YANG Qi, CHENG Shuzhen, DU Ming. Research Progress of Potato Protein Preparation and Application[J]. Science and Technology of Food Industry, 2023, 44(16): 454−463. (in Chinese with English abstract). doi: 10.13386/j.issn1002-0306.2022110030.
Citation: YANG Qi, CHENG Shuzhen, DU Ming. Research Progress of Potato Protein Preparation and Application[J]. Science and Technology of Food Industry, 2023, 44(16): 454−463. (in Chinese with English abstract). doi: 10.13386/j.issn1002-0306.2022110030.
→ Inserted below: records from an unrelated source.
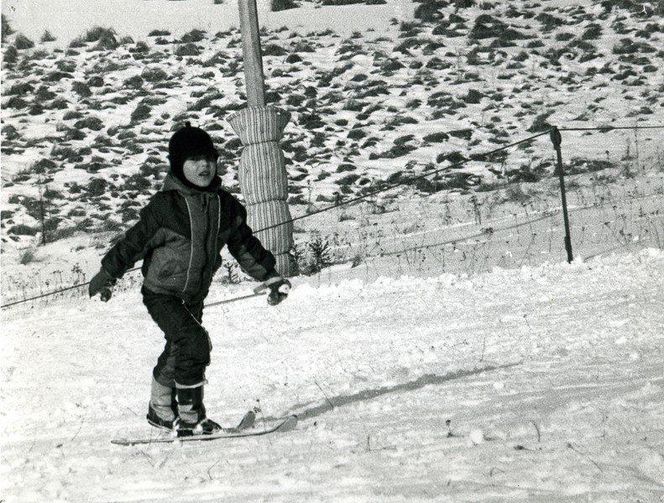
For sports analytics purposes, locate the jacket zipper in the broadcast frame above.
[182,197,194,294]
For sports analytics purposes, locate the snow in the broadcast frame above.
[0,249,664,502]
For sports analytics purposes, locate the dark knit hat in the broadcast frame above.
[168,122,219,183]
Research Progress of Potato Protein Preparation and Application

  • Potato protein has high nutritional value, compared with other cereal proteins, it can make up for the low protein deficiencies of rice, wheat and other staple food raw materials, the market application potential is large. At present, China's potato processing mainly focuses on starch production, but the production process produces a large amount of protein in the wastewater. Efficient recovery of potato protein from wastewater can help increase China's food protein resources reserves, which has important social and economic value. This paper systematically reviews the advantages and disadvantages of various methods of potato protein extraction and their applications. The chemical method is widely used in practice, but the protein yield is low, and the potato protein recovered using the physical method has good quality and purity, but requires high equipment. The biological method is simpler and more efficient, but the treatment effect is greatly affected by temperature. Currently, potato protein is widely used in food processing, preservation materials and animal feed in China. And this paper also combines the existing research and production process, and designs the production equipment process of protein recovery from potato starch wastewater by acid thermal precipitation and ultrafiltration, in order to solve the problem of low protein yield and continuous production by ultrafiltration, improve the protein recovery rate and reduce the generation cost.